Bringing the Arts Together: How to Attract Young and Old to your Flute Club

Sunday, August 14

This panel discussion, moderated by NFA flute clubs coordinator Christine Cleary, featured representatives from four flute clubs across the nation: Shelley Collins (Seattle Flute Society), Marilyn Arey (Texas Flute Society), Jayn Rosenfeld (New York Flute Club), and Rosene Rohrer (Raleigh Area Flute Association). The discussions centered on common themes, such as organizational and administrative issues, recruitment of new members, innovative programming ideas, and successful communication tools. The panelists joined the audience in a circle of chairs, allowing for an informal and relaxed atmosphere to share and listen to each other’s ideas, questions, and concerns.

The panelists encouraged flute clubs to organize high-quality events (flute fairs and events with guest artists are best attended), maintain positive leadership that fosters creativity and an openness to new ideas (“let’s give it a try” mentality), make a conscious effort to have programs of interest to various groups throughout the year (but recognize that no single event will meet needs of all members), and strive for a spirit of inclusiveness and openness that values the gifts and presence of everyone.

Christine Cleary, Jayn Rosenfeld, Rosene Rohrer, Shelly Collins, and Marilyn Arey

Christine Cleary, Jayn Rosenfeld, Rosene Rohrer, Shelly Collins, and Marilyn Arey

A caution was given to not overextend the organization by planning too many events at a time, which usually results in diluting the audience pool and exhausting the volunteers.

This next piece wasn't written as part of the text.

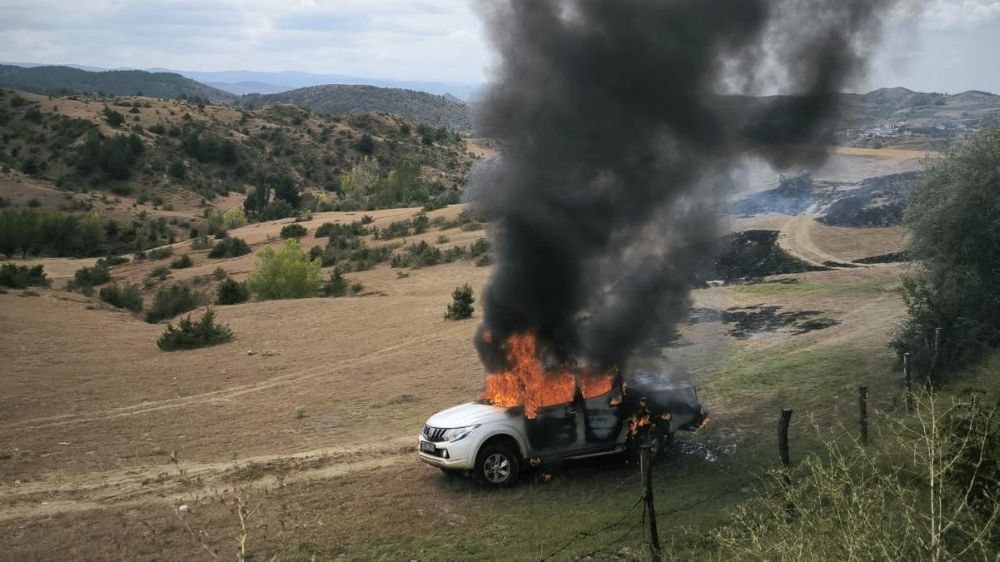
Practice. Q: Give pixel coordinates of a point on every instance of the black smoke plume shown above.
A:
(615, 144)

Much appreciation was expressed for volunteers (our most valuable resource) who spend hundreds of hours planning and implementing programs.

Keeping members informed of upcoming events is especially important. Use a variety of publicity tools, such as season brochures, newsletters, group emails (“yahoogroup” email is good), and Web sites. A variety of approaches is best, since multiple exposure to information will help members remember to attend. Be sure content is accurate, attractive, and complete.

To encourage attendance, vary the format of events from time to time. Instead of offering a traditional masterclass, provide opportunities for everyone present to actively participate. Including events for amateur flutists is especially important. Panelists shared some of their recent successful participatory programs for all ages and levels, among them a mass flute choir performance of a Henry Brant piece, an all-members’ recital held in a local art museum, and an Irish flute/dance class.

Attendees seemed especially grateful for these tips and suggestions. The class extended beyond the allotted time, and even then, the panelists found it difficult to break off the question and answer time. Obviously, the true value of these annual conventions is the opportunity to learn from one another and be encouraged in our work as fellow flutists and musicians.